The European Commission's plan for a secure and open internet depends on national security strategies and cooperation.
Announcing the cyber security strategy ‘An Open, Safe and Secure Cyberspace', the EC aims to: achieve cyber resilience; drastically reduce cyber crime; develop cyber defence policy and capabilities related to the Common Security and Defence Policy; develop the industrial and technological resources for cyber security; and establish a coherent international cyber space policy for the European Union.
Neelie Kroes, European Commission vice president for the digital agenda, said: “The more people rely on the internet the more people rely on it to be secure. A secure internet protects our freedoms and rights and our ability to do business. It's time to take coordinated action - the cost of not acting is much higher than the cost of acting.”
As part of this, each member state must adopt a network information security strategy and designate a national competent authority with adequate financial and human resources to prevent, handle and respond to risks and incidents related to network information security.
It also states that a cooperation mechanism should be established to share early warnings on risks and incidents between member states and the commission, via a secure infrastructure.
Asked how this could be achieved, Kroes said that there is an attitude to deny reality, and she made reference to a comment by one CEO that they know that they are being attacked, and that 93 per cent of large businesses were aware that they were being attacked.
“Being open is at stake, it is the only way to learn from each other and create incentives to do better,” she said.
“So there is no attitude of ‘that is damaging my reputation' and openness and transparency gives you a better situation in the very near future. I know that there is more awareness that reputational damage is no argument as to what is going on, sometimes companies want to avoid this but we shall be open and transparent.”
It also requires operators of critical infrastructures (such as financial services, transport, energy and health) and enablers of information society services (app stores, e-commerce platforms, internet payment, cloud computing, search engines and social networks) and public administrations to adopt risk management practices and report major security incidents on their core services.
Cecilia Malmström, EU commissioner for home affairs, said: “All member states should set up effective national cyber crime units that can benefit from the expertise and the support of the European Cybercrime Centre ‘EC3'.”
John Suffolk, global cyber security officer at Huawei, said: “The strategy comes at a crucial moment, providing the public and the private sector with the tools they need to move beyond debating the problem and take concrete steps to tackle security issues. The time has come to stop talking about the threat, stop talking about the challenges and start talking about the actions we have taken and will take.”
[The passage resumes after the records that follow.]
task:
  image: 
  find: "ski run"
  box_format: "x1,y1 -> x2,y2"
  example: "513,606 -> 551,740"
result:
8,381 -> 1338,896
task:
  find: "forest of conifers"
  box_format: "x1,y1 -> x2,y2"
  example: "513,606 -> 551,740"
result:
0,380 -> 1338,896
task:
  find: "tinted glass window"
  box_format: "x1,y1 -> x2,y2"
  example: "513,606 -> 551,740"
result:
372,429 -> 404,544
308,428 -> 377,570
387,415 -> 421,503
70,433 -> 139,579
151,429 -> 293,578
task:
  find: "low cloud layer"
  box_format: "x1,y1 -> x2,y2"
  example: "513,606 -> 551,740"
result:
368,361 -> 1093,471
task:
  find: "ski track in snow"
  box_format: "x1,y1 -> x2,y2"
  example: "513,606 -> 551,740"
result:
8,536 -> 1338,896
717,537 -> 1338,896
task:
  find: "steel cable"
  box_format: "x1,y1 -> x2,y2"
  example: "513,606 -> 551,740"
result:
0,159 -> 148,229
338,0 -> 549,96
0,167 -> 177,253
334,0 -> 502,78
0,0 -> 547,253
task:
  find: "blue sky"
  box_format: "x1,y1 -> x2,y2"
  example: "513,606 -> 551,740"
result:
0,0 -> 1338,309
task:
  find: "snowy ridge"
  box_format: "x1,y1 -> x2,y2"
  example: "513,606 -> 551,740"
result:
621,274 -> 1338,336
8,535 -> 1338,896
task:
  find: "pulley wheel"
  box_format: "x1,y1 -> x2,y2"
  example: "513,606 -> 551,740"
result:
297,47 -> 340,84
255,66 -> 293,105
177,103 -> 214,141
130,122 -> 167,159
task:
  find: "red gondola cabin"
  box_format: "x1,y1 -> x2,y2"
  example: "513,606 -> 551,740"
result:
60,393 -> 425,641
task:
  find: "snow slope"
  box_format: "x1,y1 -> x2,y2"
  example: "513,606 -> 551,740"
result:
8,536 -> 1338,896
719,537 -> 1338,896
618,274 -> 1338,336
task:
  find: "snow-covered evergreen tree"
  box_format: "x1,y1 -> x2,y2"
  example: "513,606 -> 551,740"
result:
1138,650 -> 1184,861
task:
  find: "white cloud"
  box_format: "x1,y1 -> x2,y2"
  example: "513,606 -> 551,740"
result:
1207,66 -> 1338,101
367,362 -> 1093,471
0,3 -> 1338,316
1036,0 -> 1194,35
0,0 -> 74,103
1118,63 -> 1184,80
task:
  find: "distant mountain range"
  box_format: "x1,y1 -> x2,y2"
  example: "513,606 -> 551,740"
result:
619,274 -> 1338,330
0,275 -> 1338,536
Jason Hart, vice president of cloud solutions at SafeNet, said: “This move is a welcome change as past breaches have demonstrated that delays in reporting may have exacerbated the initial problem. However reporting the breach itself is only a small part of the equation, what is of real importance is preventing the damage that the exposure of unencrypted data can cause in the event of a security breach.
“New legislations that come into play will need to provide a comprehensive set of measures based on the fundamentals of information security to ensure wider adoption of encryption and authentication as a way of mitigating the damage of a potential security breach.”
Ilias Chantzos, senior director of government affairs at Symantec EMEA and APJ, said: “With cyber attacks having an impact on both organisations and individuals in Europe, Symantec has consistently highlighted the need for governments and policy makers to make information security a major public policy priority, both at national and a European level.
“The proposed strategy builds on some of the existing work that EU member states have done and serves to reinforce the need to strengthen critical infrastructure and to work in a collaborative manner. The proposal is the start, not the end, of the democratic process within the EU, and it is definitely a step in the right direction.”